Tyk is an Enterprise-grade open-source API Gateway. It comes with features such as Authentication, Rate limiting, Version Control, Notifications and events, API mocks, Monitoring and Analytics, GraphQL Support, etc out of the box.

Tyk API Gateway
Tyk API Gateway

4.2. Kong API Gateway

Kong is the most popular open-source API Gateway. It is built for multi-cloud and hybrid, optimized for microservices and distributed architecture. It powers some of the popular mission-critical microservices.

4.3. KrakenD – fastest api gateway

KrakenD: is the high-performance Open Source API Gateway. It provides features such as API Segregation, Visual API editor, Ultra-fast performance, stateless, low footprint, Cloud ready out of the box.

4.4. Spring Cloud Gateway

This is the Gateway that you will learn in this tutorial series. This project is built on top of Spring Ecosystems like Spring Webflux, Project Reactor, and Spring Boot 2. It allows you to effectively route to APIs and provide cross-cutting concerns like security, monitoring, resiliency, etc.

5. Limitations of the Gateway pattern

There are a few potential limitations of using a Gateway in your microservices, but they are very small as compared to the purpose it tries to serve.
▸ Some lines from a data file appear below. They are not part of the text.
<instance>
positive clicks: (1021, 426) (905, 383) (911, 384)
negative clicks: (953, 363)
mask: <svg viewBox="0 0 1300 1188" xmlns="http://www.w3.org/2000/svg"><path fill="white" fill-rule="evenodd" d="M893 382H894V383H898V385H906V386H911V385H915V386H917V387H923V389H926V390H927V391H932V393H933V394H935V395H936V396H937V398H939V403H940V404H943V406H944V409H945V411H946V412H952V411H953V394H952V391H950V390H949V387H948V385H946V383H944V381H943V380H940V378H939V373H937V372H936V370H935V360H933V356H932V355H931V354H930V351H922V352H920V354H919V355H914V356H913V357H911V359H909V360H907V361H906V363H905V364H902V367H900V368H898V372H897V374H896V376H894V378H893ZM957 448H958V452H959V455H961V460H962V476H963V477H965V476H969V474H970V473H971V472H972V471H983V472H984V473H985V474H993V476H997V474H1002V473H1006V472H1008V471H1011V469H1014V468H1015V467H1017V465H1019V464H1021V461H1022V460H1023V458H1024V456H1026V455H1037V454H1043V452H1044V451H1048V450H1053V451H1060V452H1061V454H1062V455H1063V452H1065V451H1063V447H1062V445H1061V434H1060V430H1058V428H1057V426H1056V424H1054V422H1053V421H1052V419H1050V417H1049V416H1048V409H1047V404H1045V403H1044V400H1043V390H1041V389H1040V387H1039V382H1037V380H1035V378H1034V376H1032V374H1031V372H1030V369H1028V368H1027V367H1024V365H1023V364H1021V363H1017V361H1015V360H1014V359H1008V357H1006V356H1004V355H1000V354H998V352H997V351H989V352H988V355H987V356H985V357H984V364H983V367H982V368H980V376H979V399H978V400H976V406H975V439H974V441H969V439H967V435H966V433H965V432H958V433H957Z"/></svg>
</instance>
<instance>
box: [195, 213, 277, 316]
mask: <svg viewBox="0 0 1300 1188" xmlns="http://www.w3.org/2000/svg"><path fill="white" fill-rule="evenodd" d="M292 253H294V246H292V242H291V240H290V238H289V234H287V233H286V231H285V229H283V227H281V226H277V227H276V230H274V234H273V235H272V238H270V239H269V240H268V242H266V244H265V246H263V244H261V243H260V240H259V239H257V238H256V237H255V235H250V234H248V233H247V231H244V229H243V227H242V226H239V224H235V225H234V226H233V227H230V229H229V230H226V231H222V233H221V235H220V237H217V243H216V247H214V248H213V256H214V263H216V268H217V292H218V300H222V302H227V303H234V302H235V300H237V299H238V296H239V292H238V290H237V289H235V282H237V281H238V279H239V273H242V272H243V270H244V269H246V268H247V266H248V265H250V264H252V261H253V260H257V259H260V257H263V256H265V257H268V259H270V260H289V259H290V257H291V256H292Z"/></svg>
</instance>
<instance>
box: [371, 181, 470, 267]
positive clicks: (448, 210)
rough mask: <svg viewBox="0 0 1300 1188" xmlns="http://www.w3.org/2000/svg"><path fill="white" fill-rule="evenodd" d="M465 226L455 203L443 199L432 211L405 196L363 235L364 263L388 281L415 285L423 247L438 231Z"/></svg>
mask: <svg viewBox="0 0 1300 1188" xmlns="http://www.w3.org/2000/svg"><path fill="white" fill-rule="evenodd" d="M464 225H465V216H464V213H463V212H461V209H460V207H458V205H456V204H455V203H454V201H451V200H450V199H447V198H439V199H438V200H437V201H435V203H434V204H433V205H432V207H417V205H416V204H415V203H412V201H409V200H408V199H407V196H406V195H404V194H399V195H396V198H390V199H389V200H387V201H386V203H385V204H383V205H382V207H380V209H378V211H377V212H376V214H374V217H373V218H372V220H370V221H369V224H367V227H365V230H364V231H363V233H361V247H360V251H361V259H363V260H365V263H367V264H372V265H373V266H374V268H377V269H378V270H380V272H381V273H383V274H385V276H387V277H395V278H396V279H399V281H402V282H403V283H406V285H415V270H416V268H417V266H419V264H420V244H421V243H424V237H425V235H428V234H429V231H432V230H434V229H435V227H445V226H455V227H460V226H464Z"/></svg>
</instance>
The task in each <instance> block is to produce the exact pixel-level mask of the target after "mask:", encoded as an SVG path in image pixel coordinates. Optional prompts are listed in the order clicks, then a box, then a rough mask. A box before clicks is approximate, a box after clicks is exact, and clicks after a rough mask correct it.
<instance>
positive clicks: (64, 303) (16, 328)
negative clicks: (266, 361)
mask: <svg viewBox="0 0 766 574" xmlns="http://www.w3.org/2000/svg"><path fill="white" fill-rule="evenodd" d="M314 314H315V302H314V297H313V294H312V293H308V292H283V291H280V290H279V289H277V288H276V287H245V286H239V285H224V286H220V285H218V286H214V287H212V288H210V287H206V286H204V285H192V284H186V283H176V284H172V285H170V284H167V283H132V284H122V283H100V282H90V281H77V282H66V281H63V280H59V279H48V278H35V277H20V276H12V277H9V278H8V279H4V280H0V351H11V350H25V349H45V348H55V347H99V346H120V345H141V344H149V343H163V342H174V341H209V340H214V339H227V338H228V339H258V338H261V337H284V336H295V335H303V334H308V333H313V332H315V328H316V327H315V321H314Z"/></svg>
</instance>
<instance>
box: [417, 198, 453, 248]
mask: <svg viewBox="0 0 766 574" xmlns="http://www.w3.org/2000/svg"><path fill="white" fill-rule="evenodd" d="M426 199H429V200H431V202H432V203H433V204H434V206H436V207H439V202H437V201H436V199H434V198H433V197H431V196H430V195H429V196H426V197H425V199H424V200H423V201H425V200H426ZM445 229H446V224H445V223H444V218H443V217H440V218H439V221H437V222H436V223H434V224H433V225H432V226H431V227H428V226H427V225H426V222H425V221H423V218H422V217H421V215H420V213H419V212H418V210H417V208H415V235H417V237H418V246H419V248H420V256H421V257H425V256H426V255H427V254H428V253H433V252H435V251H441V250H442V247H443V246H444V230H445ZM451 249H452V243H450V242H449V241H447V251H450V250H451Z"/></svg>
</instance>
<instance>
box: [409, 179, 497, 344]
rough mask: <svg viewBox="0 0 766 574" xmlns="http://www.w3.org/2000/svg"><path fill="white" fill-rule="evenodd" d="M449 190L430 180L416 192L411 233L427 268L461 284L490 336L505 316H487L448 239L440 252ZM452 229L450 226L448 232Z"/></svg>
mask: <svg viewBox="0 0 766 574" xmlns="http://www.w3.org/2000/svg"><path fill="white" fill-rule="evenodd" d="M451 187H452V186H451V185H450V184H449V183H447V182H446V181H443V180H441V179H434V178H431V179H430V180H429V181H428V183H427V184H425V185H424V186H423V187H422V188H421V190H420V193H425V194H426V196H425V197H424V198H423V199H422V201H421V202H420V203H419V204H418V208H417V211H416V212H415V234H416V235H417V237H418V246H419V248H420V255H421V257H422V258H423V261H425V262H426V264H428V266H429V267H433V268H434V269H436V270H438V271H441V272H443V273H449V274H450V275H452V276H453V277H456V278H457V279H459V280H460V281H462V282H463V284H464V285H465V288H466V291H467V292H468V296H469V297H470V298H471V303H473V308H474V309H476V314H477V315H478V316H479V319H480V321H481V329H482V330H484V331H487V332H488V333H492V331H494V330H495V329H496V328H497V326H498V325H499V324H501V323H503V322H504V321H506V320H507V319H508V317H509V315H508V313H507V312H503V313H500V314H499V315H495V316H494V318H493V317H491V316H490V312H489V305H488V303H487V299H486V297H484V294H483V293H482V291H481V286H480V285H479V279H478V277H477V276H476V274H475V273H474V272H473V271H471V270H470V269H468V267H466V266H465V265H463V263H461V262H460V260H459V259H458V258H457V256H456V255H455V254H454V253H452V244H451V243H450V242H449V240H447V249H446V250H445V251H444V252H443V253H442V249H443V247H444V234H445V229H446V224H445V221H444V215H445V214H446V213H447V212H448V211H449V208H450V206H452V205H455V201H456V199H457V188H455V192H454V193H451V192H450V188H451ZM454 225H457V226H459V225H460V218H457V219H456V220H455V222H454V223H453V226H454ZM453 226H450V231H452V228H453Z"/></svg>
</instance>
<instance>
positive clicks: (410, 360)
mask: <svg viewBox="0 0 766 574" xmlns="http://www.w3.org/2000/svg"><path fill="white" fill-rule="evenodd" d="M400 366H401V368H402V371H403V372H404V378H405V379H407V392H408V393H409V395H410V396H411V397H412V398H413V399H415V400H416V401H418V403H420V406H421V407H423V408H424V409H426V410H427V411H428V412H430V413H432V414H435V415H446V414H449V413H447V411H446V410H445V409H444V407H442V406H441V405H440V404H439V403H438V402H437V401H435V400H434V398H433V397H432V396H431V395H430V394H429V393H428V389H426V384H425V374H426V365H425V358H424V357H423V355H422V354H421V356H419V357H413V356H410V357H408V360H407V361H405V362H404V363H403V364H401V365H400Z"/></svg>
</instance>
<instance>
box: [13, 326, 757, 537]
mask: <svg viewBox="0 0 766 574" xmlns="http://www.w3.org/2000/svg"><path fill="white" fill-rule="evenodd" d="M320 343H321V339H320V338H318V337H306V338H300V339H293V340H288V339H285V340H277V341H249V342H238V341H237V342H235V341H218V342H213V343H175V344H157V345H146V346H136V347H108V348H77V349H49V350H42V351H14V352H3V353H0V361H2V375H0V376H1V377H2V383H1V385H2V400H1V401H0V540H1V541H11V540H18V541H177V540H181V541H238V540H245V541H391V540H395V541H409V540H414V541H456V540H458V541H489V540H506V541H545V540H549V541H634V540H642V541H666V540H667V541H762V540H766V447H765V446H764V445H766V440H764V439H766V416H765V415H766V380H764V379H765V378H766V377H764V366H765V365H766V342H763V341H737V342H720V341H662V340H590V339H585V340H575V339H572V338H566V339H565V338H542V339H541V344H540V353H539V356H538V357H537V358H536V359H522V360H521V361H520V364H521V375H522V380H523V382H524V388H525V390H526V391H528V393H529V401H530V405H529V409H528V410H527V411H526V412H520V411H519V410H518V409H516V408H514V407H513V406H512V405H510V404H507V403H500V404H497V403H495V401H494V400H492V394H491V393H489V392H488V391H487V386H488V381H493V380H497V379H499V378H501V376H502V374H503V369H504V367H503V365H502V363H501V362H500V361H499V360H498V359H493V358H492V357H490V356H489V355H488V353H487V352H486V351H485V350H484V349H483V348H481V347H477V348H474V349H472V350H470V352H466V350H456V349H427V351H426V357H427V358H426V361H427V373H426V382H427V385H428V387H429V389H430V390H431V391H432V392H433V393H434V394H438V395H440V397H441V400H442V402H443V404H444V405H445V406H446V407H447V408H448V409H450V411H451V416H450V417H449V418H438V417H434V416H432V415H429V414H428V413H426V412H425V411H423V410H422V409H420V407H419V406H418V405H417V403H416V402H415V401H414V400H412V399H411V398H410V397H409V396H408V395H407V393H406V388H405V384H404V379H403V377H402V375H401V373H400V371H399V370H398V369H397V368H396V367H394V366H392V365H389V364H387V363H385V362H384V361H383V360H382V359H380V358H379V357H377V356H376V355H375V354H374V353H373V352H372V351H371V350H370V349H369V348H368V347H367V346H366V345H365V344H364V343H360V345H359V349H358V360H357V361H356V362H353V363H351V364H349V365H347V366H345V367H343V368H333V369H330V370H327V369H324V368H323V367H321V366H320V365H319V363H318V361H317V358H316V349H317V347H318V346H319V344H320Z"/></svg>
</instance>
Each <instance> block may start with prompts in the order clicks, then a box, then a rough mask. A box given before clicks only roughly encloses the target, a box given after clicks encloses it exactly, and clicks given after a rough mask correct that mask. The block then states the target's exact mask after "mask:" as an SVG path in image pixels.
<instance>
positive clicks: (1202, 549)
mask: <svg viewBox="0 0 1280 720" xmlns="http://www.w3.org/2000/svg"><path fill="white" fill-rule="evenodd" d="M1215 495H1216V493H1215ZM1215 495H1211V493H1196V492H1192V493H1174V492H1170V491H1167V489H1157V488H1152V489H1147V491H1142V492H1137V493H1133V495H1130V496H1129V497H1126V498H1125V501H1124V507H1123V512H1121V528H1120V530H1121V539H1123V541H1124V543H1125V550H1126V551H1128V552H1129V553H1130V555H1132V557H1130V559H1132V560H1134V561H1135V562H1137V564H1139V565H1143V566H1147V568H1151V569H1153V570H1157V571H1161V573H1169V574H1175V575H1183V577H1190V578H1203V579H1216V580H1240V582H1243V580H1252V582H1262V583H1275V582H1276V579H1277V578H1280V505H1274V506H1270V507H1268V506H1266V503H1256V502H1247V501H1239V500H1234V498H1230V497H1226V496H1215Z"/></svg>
  • Potential Single point of failure: Gateway is tightly coupled with the backend micro-services, it needs to be designed carefully so that you do not have a single point of failure in a hard time.
  • Potential development bottleneck: When a new micro-service is developed, the existing API Gateway may need to be updated and redeployed. This can become a development bottleneck for the entire project. Important to keep the CI/CD Process in place and also keep this a lightweight process.
  • Additional cost for development and future maintenance.
  • An increase in the response time is due to the additional network layer.